Organic Compounds and Dehydration
Concentrated sulfuric acid is one of the most powerful dehydrating agents in chemistry. It strips water molecules out of organic compounds, sometimes dramatically. The classic demonstration involves adding concentrated sulfuric acid to table sugar (sucrose). The acid rips hydrogen and oxygen atoms from the sugar in a 2:1 ratio (the same ratio as water), leaving behind a towering column of black carbon foam. Those dark residues form because the sugar’s carbon backbone has nowhere to go once the water is removed, and the intermediate products polymerize into complex black compounds called humins.
This dehydrating power extends to other carbohydrates. When it acts on simple sugars like fructose, the acid first converts them into an intermediate compound, which then breaks down further into smaller organic acids or polymerizes into the same dark residues.
Esterification
In a more controlled setting, sulfuric acid catalyzes the reaction between alcohols and carboxylic acids to form esters, compounds responsible for many fruity smells and flavors. The acid doesn’t get consumed in this reaction. Instead, it speeds things up by donating a proton and by reacting with the alcohol to form a reactive intermediate that transfers an alkyl group to the carboxylic acid. Interestingly, sulfuric acid is uniquely effective here. Other strong mineral acids like hydrochloric acid and nitric acid don’t promote this particular reaction nearly as well.
Reactions in Batteries
Sulfuric acid is the electrolyte inside every standard car battery. During discharge, the acid reacts with both the lead plate (the negative terminal) and the lead oxide plate (the positive terminal), converting them into lead sulfate while producing electrical voltage. As the battery drains, the sulfuric acid concentration drops because it gets consumed in the reaction. Charging reverses the process, regenerating the acid. This is why a dead car battery has weaker acid than a fully charged one.
Atmospheric Reactions
Sulfuric acid doesn’t just react in beakers and batteries. In the atmosphere, sulfuric acid vapor (formed when sulfur dioxide from combustion reacts with water and oxygen) interacts with ammonia gas. The two molecules cluster together in roughly a one-to-one ratio, forming tiny particles that serve as seeds for cloud droplets and aerosols. Researchers have detected clusters containing up to nine sulfuric acid molecules paired with eight ammonia molecules. These nanoscale particles contribute to haze, cloud formation, and air quality issues. Ammonia strongly enhances the rate at which these particles form, especially when organic vapors are also present.

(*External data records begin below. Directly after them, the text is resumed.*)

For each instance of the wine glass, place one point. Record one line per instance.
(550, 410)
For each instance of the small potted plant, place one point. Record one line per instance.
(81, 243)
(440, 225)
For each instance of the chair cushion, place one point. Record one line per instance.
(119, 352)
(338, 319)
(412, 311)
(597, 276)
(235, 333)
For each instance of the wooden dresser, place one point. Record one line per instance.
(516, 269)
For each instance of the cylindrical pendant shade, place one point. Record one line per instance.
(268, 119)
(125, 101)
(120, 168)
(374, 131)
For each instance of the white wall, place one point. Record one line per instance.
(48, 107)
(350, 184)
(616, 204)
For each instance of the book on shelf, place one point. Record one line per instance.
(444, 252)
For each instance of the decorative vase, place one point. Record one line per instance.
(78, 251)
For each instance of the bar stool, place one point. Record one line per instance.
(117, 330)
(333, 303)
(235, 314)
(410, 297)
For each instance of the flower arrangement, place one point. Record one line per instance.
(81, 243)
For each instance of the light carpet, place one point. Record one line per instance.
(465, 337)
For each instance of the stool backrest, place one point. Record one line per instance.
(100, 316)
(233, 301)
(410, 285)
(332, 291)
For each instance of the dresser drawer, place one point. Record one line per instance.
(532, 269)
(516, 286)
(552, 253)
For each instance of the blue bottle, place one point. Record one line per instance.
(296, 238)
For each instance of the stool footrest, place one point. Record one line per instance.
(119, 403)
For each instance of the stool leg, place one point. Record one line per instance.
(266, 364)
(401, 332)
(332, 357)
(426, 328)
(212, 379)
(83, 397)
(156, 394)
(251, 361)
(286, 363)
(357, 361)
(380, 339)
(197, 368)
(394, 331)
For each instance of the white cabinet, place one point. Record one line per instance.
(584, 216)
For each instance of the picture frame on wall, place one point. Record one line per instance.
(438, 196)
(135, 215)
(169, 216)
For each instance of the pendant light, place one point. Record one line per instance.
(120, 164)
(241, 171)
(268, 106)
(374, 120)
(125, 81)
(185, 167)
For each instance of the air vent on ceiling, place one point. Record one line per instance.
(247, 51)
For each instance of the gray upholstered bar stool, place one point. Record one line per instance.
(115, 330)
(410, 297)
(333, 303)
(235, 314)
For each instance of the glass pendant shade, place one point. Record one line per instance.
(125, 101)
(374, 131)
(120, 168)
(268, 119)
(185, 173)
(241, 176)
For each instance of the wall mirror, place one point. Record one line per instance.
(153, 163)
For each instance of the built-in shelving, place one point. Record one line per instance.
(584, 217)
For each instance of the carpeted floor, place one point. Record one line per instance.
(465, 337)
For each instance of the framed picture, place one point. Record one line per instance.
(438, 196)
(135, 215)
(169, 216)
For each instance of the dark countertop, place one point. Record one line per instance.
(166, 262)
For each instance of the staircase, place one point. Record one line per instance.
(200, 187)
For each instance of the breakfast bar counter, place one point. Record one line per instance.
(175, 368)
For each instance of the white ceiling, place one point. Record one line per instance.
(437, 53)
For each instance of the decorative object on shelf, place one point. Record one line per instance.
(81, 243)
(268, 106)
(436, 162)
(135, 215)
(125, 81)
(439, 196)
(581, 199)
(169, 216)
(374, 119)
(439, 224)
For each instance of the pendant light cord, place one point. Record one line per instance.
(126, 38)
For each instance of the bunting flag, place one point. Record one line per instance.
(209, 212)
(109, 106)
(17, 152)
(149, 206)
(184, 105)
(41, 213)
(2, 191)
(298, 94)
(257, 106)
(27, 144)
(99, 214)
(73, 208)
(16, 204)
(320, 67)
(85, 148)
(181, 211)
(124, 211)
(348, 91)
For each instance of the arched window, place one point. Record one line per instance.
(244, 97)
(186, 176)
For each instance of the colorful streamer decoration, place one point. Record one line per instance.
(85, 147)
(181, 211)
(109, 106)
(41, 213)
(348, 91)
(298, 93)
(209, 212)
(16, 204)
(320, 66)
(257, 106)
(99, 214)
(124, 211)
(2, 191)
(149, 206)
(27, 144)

Plastics and Storage Materials
Sulfuric acid reacts with and degrades many common materials, which matters for anyone storing or handling it. At concentrations above 70%, no standard plastic is fully resistant. Common plastics like polyethylene and polypropylene are slowly attacked or completely unsuitable at those concentrations, and heating makes the problem worse.
At moderate concentrations (60 to 70%), the picture improves. High-density polyethylene resists sulfuric acid at both room temperature and 60°C. Standard polyethylene, polypropylene, and polycarbonate hold up at room temperature but begin degrading with heat. Concentrated sulfuric acid is typically stored in glass or specially lined steel containers for this reason. It also attacks wood, paper, cotton, and most natural fibers through the same dehydration mechanism that destroys sugar.
What Sulfuric Acid Does Not React With
A few notable materials resist sulfuric acid. Gold and platinum are unaffected by it at any concentration. Certain fluorinated plastics like PTFE (the material in nonstick cookware) withstand even hot concentrated sulfuric acid. Lead resists dilute sulfuric acid because the initial reaction forms a thin layer of insoluble lead sulfate on the surface, which blocks further attack. This quirk is actually what makes lead-acid batteries work: the lead sulfate layer is part of the reversible chemistry rather than a destructive byproduct.